= Candy Reid =

British journalist

Candida Reid (born 1977) is a British journalist who was a sports anchor for CNN International based in Atlanta, GA. She has since returned to the United Kingdom where she coaches youth tennis and serves as a tennis commentator on television video world feeds of Association of Tennis Professionals (ATP) lower tier tournaments such as ATP 250 events, as well as world feeds of Women's Tennis Association (WTA) events.

==Early life==

Reid was an international junior tennis player. She represented England and the United Kingdom at Under 18 level and competed at Junior Wimbledon. Reid played on the Satellite Tour after leaving school and achieved a world ranking in both singles and doubles. Reid then went to the University of Tennessee in Knoxville on a full-tennis scholarship from 1996–2000 and graduated with a degree in broadcasting and a minor in economics. Beforehand she went to Sutton High School in Sutton, England. Her father was a stock-broker, her mother a former professional dancer.

==Broadcasting career==

Candy Reid began her career with CNN International in Atlanta in 2000 as an Associate Producer before becoming a sports anchor in 2002. She has interviewed many huge international sports personalities such as Roger Federer, Rafael Nadal, Serena Williams, Steffi Graf, Martina Navratilova, Tiger Woods, Phil Mickelson and Jenson Button. She left CNN International in 2011 in order to launch her tennis coaching academy business.

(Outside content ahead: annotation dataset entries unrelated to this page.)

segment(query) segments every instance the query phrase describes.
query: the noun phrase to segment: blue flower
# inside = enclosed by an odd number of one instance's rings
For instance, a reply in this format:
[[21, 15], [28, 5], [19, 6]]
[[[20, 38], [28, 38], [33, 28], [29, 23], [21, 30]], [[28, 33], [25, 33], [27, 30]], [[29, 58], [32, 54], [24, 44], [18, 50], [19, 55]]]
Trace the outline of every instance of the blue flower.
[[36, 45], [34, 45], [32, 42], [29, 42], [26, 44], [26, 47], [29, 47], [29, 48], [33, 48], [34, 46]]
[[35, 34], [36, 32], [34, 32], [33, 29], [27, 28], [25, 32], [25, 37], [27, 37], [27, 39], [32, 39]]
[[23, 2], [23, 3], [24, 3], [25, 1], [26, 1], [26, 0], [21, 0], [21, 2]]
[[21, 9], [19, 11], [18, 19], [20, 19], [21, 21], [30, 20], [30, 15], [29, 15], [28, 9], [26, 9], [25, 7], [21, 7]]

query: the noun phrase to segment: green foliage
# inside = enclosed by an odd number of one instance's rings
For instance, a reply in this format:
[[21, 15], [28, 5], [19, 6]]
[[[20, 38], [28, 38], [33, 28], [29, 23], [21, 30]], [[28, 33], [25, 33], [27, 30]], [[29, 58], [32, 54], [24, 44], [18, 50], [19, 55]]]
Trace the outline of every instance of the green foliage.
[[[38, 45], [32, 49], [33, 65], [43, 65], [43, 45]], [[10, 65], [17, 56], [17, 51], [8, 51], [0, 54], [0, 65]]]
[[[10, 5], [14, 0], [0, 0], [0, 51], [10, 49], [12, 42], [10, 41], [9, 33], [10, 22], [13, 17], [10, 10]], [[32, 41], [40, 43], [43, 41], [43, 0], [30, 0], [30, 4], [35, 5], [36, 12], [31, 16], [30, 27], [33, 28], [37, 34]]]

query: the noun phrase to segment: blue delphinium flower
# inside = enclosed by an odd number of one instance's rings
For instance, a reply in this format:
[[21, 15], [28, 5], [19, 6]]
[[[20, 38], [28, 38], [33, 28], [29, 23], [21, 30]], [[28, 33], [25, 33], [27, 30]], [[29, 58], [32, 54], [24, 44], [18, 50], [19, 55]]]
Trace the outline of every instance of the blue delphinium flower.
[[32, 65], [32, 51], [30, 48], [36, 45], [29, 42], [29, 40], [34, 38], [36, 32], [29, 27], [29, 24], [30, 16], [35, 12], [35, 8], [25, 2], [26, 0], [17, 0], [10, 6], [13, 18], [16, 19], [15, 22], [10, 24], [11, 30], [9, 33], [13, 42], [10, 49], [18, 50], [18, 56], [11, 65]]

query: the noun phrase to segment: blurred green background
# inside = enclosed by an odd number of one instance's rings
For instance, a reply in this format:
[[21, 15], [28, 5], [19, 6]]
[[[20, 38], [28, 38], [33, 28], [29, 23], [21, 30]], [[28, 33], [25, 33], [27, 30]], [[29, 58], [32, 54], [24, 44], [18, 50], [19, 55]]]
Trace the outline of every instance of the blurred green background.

10 years after she left CNN International, Candy Reid-Harrop resumed her sports television broadcasting career in 2021 as a tennis commentator for the world feeds of the Association of Tennis Professionals (ATP) and Women's Tennis Association (WTA). She usually commentates off monitor (a.k.a. "off tube") from Gravity Media White City, UK. Her voice is heard regularly on Tennis Channel in the United States when it relays the ATP world feed straight through for lower tier tournaments such as ATP 250 events.